Он шагал, не разбирая дороги.
Солдатские шинели, хмурое небо, грязный мартовский снег красили город в серое, и это серое – скучное, но и тревожное чем-то – подавляло, обезоруживало, лишало жизнь крепости, жаркой плоти. Превращало ее в нежить, в темь.
Его природа жаждала спора, а спорить было не с кем и не о чем. Все – мелочи житейские. Чепуха.
Лебрен? Пустяк, ничего серьезного. Обезьяна.
Солдатский постой? Уплотнение? Единственная кровать на троих? Ну и что? Подумаешь! Вспомни-ка детство, когда на печке, словно кутята, восьмеро дерущихся, царапающихся, ревущих… Это вот – да, а то тут… Да о чем говорить! И кровать, и морковный чай, и пешее хождение – все это такая чепуха, такая мелочишка, плюнуть, да и только.

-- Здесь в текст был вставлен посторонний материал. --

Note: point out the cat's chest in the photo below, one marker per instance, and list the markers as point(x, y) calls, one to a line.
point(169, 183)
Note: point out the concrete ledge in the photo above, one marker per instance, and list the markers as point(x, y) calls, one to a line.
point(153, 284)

Но вот – новые люди, такие, как Ляндрес, как собственная дочь и еще многие, которых не знал, но которые были всюду: в горсовете, в наробразе, в Чека, среди студенчества, до неприличия громко говорящие, странно одетые, в перешитых шинелях, в кожаных куртках, в ватных телогрейках, в красных ситцевых косынках, зачастую с револьверами, красноречиво выпирающими из-под одежи, – люди, вечно куда-то спешащие, что-то такое делающие во всех этих редакциях, студиях, в ячейках…

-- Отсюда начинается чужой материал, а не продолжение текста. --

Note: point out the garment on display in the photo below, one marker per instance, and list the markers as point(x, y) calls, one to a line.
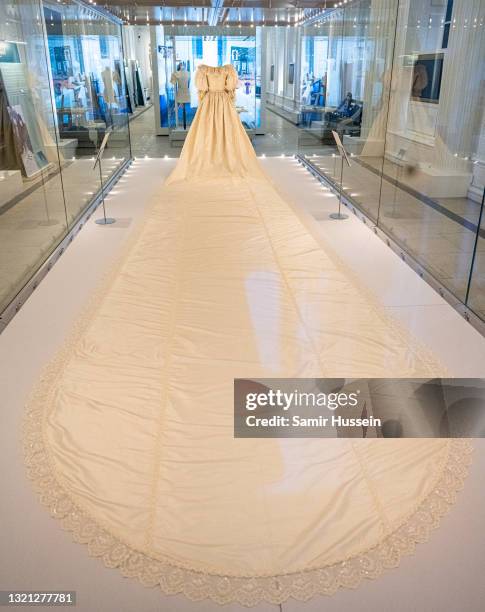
point(129, 435)
point(181, 79)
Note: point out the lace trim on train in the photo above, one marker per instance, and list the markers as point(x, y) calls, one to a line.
point(226, 589)
point(198, 585)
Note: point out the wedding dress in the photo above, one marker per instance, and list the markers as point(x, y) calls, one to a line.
point(217, 146)
point(129, 435)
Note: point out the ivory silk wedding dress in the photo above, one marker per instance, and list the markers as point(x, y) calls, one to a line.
point(129, 435)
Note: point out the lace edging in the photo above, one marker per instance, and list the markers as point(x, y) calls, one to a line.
point(243, 590)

Может, с ними, с этими новыми-то, и поспорить? Но тут, пожалуй, ничего не выйдет: новое всегда непонятно, с ним не поспоришь, ему не поперечишь.

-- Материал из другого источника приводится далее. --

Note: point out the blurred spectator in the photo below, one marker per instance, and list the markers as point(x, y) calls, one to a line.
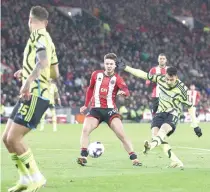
point(133, 30)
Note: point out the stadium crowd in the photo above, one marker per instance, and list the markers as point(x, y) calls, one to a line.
point(138, 33)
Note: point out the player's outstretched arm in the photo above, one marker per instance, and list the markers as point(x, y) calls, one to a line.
point(194, 124)
point(136, 72)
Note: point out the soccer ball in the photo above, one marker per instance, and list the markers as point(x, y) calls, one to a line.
point(95, 149)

Была растерянность, потеря душевного равновесия. Шагал профессор, не разбирая дороги. И вдруг:
– Аполлон Алексеич! Аполлон Алексеич! Ах да остановитесь же, батюшка! Вот расшагался-то, не догнать…
Кругленький, румяный, как райское яблочко, коллега, приват-доцент кафедры сельскохозяйственных машин. Некто Благовещенский.
– Здравствуйте, дорогой! Читали?
Размахивает помятым газетным листом, захлебывается.
– Ну, батюшка, башка же, скажу я вам, этот Ленин… Ай хитрец! Ай дипломат великий! Исполать ему!